Provide strategic and operational leadership for designing, implementing, and continuously improving the organization's information security framework within a regulated payment processing environment. Own the protection of payment data, infrastructure, applications, and integrations against cyber threats, while ensuring regulatory compliance, audit readiness, and operational resilience at scale. This role operates as a second-line embedded technical control function, combining governance, security architecture oversight, and operational assurance.

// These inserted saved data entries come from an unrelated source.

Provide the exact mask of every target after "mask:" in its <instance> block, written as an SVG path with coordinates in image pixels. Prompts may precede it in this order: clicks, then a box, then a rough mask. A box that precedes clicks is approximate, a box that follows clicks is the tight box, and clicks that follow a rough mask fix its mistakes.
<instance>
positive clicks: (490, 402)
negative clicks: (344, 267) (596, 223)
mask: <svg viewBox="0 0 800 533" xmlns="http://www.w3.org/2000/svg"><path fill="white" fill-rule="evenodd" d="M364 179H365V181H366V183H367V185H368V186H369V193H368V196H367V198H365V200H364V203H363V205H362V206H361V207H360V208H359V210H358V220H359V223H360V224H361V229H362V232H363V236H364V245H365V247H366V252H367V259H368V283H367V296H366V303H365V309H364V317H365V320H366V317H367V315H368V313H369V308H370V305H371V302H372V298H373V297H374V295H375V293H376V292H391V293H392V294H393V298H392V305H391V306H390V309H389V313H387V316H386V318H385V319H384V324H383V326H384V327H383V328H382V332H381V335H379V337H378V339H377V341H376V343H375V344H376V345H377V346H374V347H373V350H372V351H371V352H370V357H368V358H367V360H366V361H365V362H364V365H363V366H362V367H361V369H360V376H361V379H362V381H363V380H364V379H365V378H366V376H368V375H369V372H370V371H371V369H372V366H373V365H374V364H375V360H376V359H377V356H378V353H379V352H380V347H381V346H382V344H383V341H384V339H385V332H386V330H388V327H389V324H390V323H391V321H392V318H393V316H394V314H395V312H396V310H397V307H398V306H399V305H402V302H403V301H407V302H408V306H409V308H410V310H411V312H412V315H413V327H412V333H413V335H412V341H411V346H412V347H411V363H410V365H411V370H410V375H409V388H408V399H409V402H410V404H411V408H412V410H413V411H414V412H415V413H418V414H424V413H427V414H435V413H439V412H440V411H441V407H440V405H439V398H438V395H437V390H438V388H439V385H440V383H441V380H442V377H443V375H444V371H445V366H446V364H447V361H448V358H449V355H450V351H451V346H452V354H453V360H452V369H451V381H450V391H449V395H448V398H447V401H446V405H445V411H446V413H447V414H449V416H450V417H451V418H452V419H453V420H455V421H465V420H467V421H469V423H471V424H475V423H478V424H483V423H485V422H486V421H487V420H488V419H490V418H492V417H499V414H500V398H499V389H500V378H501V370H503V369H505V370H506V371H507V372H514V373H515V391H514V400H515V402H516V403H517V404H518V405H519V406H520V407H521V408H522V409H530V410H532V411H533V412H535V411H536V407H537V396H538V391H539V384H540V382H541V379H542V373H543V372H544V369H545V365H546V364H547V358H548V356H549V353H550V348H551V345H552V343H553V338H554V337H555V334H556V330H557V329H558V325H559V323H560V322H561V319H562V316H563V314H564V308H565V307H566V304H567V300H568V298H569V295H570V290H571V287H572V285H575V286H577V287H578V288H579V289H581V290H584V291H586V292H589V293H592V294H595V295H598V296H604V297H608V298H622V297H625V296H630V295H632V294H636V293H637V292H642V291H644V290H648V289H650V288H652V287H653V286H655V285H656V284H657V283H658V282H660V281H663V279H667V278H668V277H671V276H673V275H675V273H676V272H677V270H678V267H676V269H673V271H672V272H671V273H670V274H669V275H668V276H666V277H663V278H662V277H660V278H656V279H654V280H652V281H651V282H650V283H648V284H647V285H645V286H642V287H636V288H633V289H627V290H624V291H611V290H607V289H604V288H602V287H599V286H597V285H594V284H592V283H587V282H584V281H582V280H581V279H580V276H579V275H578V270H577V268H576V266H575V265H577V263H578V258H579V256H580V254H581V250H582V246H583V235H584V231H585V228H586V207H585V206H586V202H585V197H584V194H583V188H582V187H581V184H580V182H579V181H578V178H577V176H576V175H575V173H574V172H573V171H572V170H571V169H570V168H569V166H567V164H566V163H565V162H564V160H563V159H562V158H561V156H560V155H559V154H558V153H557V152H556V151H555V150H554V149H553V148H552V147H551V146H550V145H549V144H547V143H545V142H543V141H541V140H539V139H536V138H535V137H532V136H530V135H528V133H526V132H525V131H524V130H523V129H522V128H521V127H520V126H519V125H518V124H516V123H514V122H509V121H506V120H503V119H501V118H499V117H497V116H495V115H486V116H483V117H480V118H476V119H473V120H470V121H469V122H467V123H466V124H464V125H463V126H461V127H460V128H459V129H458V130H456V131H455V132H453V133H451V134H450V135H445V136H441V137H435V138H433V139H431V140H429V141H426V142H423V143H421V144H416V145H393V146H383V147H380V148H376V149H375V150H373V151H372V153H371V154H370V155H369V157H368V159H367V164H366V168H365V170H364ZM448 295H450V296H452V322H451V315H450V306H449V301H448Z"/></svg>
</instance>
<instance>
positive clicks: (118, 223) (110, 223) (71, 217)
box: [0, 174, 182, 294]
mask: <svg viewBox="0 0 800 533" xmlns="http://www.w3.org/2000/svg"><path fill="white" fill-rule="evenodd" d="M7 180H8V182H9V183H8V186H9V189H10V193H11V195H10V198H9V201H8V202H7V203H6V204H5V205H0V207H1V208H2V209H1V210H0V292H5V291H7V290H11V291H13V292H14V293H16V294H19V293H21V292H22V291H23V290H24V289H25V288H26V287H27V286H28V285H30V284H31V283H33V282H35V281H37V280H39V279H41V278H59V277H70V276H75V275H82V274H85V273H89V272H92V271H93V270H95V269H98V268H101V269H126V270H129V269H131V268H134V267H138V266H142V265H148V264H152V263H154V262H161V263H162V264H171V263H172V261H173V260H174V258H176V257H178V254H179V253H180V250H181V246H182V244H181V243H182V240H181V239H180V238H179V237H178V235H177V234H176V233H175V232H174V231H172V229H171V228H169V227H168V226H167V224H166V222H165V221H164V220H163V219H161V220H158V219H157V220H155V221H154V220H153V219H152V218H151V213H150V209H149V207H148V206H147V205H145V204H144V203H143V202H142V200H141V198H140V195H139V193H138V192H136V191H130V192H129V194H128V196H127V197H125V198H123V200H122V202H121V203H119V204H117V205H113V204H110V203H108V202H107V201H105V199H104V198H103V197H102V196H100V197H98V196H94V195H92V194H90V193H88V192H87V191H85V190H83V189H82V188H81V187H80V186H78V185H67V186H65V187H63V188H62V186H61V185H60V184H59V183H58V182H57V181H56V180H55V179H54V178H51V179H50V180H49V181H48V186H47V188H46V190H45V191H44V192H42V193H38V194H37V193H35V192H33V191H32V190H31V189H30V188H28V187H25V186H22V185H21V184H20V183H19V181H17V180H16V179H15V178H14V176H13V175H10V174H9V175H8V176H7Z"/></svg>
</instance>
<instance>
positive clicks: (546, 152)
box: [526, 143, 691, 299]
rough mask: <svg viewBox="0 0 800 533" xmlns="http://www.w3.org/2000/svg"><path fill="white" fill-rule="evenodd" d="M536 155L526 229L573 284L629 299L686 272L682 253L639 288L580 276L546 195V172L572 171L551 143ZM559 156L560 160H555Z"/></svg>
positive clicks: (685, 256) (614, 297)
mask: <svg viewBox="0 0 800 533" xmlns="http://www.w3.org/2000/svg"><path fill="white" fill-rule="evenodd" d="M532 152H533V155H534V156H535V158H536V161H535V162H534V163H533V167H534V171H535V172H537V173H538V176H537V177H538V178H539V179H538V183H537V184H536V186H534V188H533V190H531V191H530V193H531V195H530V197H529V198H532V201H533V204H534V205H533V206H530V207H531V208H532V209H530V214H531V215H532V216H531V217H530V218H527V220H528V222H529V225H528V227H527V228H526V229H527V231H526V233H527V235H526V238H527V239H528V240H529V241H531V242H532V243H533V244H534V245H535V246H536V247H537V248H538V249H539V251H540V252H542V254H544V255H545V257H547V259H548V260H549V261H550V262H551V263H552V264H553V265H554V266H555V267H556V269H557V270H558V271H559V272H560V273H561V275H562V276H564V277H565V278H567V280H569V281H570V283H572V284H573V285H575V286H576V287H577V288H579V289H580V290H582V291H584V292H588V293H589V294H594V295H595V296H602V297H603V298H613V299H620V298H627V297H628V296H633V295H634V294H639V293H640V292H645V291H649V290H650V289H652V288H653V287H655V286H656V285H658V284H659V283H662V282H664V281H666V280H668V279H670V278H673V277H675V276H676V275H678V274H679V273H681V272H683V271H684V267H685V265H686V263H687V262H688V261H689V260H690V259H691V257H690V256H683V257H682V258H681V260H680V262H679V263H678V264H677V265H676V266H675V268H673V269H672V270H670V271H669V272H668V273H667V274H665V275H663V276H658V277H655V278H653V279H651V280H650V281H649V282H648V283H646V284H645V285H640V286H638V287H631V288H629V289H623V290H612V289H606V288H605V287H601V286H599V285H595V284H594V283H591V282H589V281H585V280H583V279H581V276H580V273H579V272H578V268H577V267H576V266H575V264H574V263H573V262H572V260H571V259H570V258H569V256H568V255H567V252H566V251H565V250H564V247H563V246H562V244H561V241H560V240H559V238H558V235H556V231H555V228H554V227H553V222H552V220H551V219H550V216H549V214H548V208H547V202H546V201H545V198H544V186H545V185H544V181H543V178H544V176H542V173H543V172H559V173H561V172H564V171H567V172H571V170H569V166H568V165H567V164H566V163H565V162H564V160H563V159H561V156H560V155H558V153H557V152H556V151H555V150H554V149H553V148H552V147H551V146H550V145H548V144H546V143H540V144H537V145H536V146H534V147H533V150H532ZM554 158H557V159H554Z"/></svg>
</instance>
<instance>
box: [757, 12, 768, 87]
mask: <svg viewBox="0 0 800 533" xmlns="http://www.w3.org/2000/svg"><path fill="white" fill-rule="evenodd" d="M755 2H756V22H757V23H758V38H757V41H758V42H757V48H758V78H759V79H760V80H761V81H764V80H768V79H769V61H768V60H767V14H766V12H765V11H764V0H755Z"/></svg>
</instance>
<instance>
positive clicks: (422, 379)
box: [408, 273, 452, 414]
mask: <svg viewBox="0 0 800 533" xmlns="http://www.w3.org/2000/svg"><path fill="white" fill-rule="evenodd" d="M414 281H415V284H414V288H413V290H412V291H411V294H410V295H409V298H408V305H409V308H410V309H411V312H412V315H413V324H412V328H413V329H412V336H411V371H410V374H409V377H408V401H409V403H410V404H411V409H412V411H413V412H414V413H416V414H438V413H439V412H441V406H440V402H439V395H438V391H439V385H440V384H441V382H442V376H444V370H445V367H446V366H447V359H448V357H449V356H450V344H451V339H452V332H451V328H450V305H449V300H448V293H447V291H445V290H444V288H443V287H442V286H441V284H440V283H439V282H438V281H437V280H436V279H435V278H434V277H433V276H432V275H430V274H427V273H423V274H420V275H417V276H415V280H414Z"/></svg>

Reports to: Group CTO and Group Head of GRC

Location: Germany

What you will do:

• Defining, maintaining, and executing the Information Security Strategy in alignment with PCI-DSS v4.x, PSD2/PSR, DORA, ISO/IEC 27001, and internal risk frameworks.
• Establishing and maintaining the Information Security Management System (ISMS), ensuring risk-based controls, audit-ready documentation, and integrity of evidence.
• Acting as the internal control owner for PCI-DSS and managing the end-to-end PCI compliance lifecycle, including scoping, control testing, evidence collection, and QSA engagement.
• Providing executive and board-level security reporting, including risk dashboards and escalation of material security risks.
• Overseeing security engineering domains including cardholder data environments, encryption and tokenization, HSMs, key management, APIs, and cloud security posture.
• Enforcing secure SDLC and Dev SecOps practices and overseeing vulnerability management, remediation SLAs, and security operations (SIEM/XDR).
• Leading incident response governance, digital forensics coordination, and regulatory notification activities.
• Managing third‑party and outsourcing security risk, including due diligence, ongoing monitoring, and contractual security obligations.
• Overseeing data protection and cryptographic controls, ensuring secure data flows and privacy‑by‑design principles.
• Reducing residual cyber and technology risk while maintaining sustained regulatory and audit readiness.

What we need:

• 7–12+ years in information security roles within fintech, payments, banking, or high‑throughput transaction environments.
• Proven operational ownership of PCI‑DSS and regulated financial infrastructure.
• Hands‑on experience with HSMs, tokenization, encryption, API security, and network segmentation.
• Experience operating in cloud‑native security architectures and hybrid infrastructures.

Technical Competencies

• PCI‑DSS 4.x technical control implementation
• Cloud security (AWS/Azure/GCP)
• Zero Trust/network segmentation
• SIEM, XDR, and log engineering
• IAM, PAM, and privileged access models
• Secure API and microservices architecture

The perks of being a payabl.er

• Competitive Compensation: Step into a role that values your contributions with a market‑aligned salary and bonus potential reflecting our annual success.
• Extended Vacation Time: Recharge with 28 vacation days, plus special holidays on December 24th and 31st, ensuring plenty of time for leisure and relaxation.
• Empowered Career Trajectory: Unlock your full potential in a flat‑hierarchy setting that fosters rapid professional growth and open dialogue.
• Global Perspectives: Immerse yourself in an international environment, enriching your career with diverse experiences and viewpoints.
• Tech Tailored to You: Craft your perfect setup by choosing between Mac or Windows laptops, enhancing both comfort and productivity.
• Community and Collaboration: Dive into a culture of unity through regular team events that build connections and foster collaboration.
• Hybrid Harmony and Relaxation: Embrace the best of both worlds with hybrid work options and unwind in our relaxation area, complete with a massage chair.